Ultimately, I believe my yoga journey began when I was a young girl paddling a canoe in Northern Ontario. It was on those lakes that I remember watching time slow down as I counted my strokes and watched the horizon line shift with the daily observation of sunrises and sunsets.
It was there that I first experienced the intimacy of being human and the essential wisdom of our connection with all beings. Of course, I didn’t call this yoga at the time, but the seeds were planted all the same. Later, in my early 20s, yoga reemerged as a way to make playful shapes, a way to feed my curiosity about how to feel quieter, and a way to nourish my growing love for embodiment.
After many years of relating to my body as an athlete, I was intrigued by the potential to experience my body as a home, my body as my friend, and my body as a sensory and spiritual playground for the most poetic moments of this lifetime. I also vividly remember some of my first experiences in deep relaxation, where my breathing slowed down, time seemed to stand still, and the expression of what really matters seemed to be clear.
Yoga is a dance of movement and stillness, a playground for wholeness to emerge, a wordless conversation with the wild landscape of our humanity and a place to uncover our connection and love for all beings.
Yogic states of being have the capacity to sit with the most wild joys and the most profound losses we will inevitably uncover in our lifetime.
I believe yoga and meditation practices guide us towards the wisdom of presence and allows us to face the uncertainty of not-knowing in a world that always likes to have answers. In the day to day of life, yogic states of being remind us to take time & space to simply be with ourselves, and ask us to value the intention to pay attention, one breath at a time.
One of my heart’s wishes is to share the ways that practicing listening, breathing & moving our bodies in subtle and dynamic ways has the potential to support shifts that extend into the depths of our relationships & communities by expanding our capacity to connect and care for all beings.
Inevitably, like all things in life, my yoga practice continues to shift & evolve.
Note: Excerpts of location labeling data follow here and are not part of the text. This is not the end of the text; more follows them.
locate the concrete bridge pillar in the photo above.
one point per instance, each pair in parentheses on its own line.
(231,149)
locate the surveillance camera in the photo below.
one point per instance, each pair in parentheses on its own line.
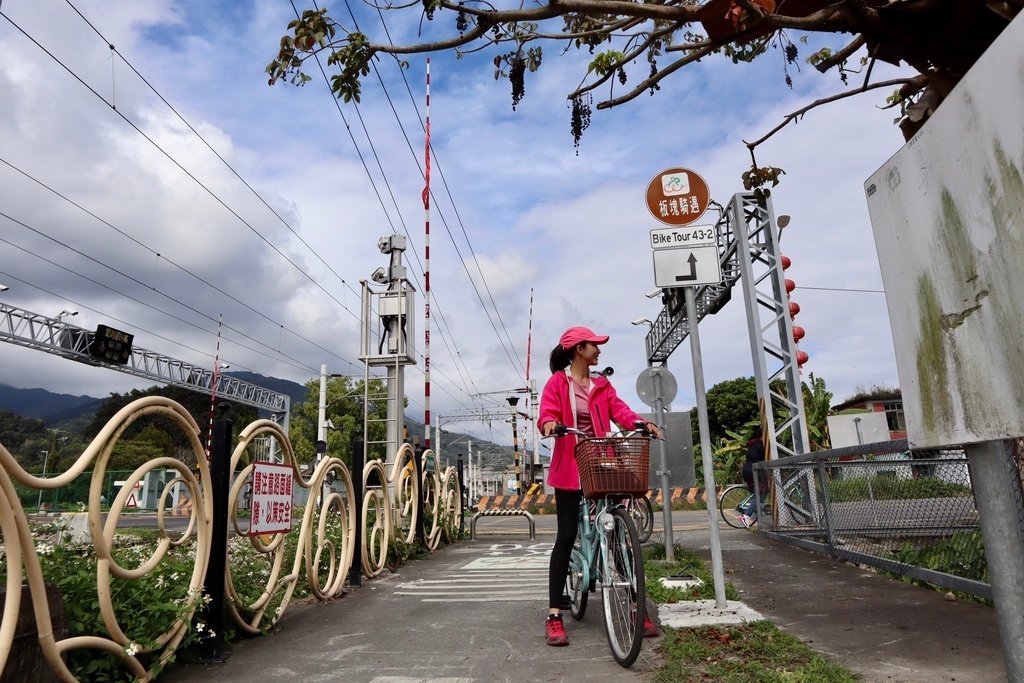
(390,243)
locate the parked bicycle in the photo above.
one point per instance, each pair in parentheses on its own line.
(734,500)
(737,498)
(612,471)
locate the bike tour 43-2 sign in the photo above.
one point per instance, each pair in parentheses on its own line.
(271,504)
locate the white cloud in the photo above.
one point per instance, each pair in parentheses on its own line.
(537,214)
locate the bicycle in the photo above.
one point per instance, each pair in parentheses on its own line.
(607,549)
(733,500)
(736,498)
(643,515)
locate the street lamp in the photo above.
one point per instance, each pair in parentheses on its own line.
(46,456)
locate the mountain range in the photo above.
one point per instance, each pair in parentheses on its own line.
(71,413)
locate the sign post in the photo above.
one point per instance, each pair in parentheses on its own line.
(655,386)
(687,256)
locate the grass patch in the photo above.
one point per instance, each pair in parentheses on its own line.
(756,652)
(687,562)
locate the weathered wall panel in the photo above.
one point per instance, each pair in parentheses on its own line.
(947,211)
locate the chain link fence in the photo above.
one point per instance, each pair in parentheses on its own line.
(76,495)
(909,512)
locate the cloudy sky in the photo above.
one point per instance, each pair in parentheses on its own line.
(159,187)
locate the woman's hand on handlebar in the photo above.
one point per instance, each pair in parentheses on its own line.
(650,428)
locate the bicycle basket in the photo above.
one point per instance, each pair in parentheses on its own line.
(613,465)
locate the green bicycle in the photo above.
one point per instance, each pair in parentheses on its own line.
(607,550)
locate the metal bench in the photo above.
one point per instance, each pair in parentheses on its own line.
(503,513)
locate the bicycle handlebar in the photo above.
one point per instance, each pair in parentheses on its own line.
(640,426)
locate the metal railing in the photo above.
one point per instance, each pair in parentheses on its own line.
(261,571)
(909,512)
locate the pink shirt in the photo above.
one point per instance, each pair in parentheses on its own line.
(558,403)
(582,396)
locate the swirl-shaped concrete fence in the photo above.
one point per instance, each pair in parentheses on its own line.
(325,550)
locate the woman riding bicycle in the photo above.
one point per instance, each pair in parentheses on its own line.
(574,398)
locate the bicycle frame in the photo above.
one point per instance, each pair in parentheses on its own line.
(593,545)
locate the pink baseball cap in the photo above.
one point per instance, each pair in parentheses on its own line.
(574,336)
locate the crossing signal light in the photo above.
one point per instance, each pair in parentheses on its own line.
(111,345)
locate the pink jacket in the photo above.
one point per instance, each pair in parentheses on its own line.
(556,404)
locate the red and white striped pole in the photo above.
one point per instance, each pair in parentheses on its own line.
(426,273)
(213,387)
(529,335)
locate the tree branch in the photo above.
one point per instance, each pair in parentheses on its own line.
(842,55)
(653,80)
(920,80)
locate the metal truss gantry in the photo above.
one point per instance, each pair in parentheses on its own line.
(30,330)
(749,254)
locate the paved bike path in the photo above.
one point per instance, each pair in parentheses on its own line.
(467,613)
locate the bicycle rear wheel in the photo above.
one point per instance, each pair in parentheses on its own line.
(643,515)
(728,505)
(623,589)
These days I am less attached to how many hours I am on my mat and more interested in noticing the ways yogic states of being continue cultivate within me a sense of clarity, ease & a willingness to fully show up for the curveballs of life. Of course, the paradox is that showing up on my cushion and my mat allows for those states to unfold.
The unfolding of yoga in my life has evolved into a remembering, a belief and a hope that each of us has the potential to feel healed, connected and whole. Yoga breathes me into the present moment every day and reminds me that even when people, places, and creatures we love to feel far away, we can touch each other through the warm wind’s soft breeze towards infinity.